Haz las paces con las apps de ligar: cómo usarlas bien para encontrar por fin el amor

Las apps de citas pueden ser una gran oportunidad para crear nuevas relaciones, pero la falta de compromiso actual hace que les hayamos cogido un poco de manía. El truco está en cómo se usan.

Por María Muñiz Marcelo

25 de enero de 2024 / 17:06

Las apps para ligar salen de forma recurrente en las conversaciones con mis amigos. Y no sólo me pasa a mí, porque ellos también hablan de ellas con otros amigos. O sea que son protagonistas de las charlas de todos los grupos del siglo XXI. Y, aunque muchas veces las aplicaciones de citas salen a escena por lo fácil que ponen ligar en los tiempos que corren, o para dar la opinión sobre un posible match, últimamente la conversación se centra en lo difícil que es encontrar a alguien con quien crear una relación de pareja. He visto auténticos sentimientos de frustración y agotamiento reflejados en las caras de mis amigas. Y ojos abiertos como platos cuando una de ellas cuenta que tiene una relación formal con alguien al que ha conocido en Tinder. Sí, como si eso fuera algo que pasa como el Cometa Halley. Pero nada más lejos de la realidad. Quizás es que no usamos bien las apps de citas.

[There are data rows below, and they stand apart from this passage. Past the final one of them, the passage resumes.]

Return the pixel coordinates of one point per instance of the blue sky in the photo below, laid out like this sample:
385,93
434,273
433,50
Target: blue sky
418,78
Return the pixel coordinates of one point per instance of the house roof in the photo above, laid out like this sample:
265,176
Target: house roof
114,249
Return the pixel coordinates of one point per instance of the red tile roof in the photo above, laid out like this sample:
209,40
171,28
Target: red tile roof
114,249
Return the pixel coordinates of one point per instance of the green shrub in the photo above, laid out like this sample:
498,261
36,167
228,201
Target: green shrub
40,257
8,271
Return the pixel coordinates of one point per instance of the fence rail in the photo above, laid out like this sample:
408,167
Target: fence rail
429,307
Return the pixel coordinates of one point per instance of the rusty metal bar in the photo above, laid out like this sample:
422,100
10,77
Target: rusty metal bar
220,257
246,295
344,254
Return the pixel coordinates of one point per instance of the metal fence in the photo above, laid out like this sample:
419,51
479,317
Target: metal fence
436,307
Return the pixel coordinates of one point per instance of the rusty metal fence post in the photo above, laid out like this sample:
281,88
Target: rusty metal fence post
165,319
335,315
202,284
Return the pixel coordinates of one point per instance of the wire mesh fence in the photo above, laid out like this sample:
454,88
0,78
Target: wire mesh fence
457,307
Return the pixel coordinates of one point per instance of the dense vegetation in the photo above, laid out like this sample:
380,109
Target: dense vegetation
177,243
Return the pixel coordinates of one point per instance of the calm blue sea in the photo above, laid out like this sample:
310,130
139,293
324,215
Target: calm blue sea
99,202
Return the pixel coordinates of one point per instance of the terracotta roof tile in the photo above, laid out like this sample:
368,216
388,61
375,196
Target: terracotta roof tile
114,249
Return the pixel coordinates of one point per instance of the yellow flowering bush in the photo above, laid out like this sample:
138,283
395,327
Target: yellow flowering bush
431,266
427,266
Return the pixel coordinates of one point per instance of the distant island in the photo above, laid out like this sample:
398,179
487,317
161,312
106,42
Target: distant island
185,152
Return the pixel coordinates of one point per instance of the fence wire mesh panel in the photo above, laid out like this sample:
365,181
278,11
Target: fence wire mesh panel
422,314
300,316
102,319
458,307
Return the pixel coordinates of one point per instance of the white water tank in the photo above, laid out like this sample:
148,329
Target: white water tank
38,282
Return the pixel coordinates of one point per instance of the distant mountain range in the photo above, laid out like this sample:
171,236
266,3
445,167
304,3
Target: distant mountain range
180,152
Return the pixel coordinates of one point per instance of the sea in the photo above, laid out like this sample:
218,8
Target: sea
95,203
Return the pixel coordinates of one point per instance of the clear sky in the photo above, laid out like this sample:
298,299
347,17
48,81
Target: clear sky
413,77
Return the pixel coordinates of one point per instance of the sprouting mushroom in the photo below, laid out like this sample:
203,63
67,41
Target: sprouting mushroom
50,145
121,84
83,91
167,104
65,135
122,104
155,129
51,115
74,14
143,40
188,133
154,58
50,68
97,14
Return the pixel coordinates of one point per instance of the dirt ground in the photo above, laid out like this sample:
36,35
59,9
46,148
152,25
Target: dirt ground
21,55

Según un informe desarrollado por la plataforma de citas Badoo, al 23% de los solteros encuestados en España les cuesta exponerse en las apps de citas y el 71% ha borrado una app de citas por falta de confianza. Datos que no son de extrañar porque, ¿quién no ha sentido en su propio estómago esa pequeña punzada cuando, de repente, te hacen ghosting? O ese desaliento cuando notas que otra vez ha fracasado ese mini proyecto de relación. Claro, si esto pasa una y otra vez, terminas por culparte a ti. Pero, error, el fallo no está en ti. Pero tampoco culpes a las apps de citas, porque pueden ser una gran herramienta para conocer a alguien con el que compartir tu vida durante más o menos tiempo, sólo que no las enfocas como deberías.

Así lo ha confirmado la psicóloga Lara Ferreiro, conocida por libros como Adicta a un gilipollas, o aparecer en programas como Ya es mediodía o Cuatro al día. «Soy absolutamente fan de de las apps. Porque es verdad que hay parejas a día de hoy se conocen por por aplicaciones como Badoo. Pero yo siempre digo a mis pacientes que hay que trabajar la resistencia psicológica y la motivación«, apunta.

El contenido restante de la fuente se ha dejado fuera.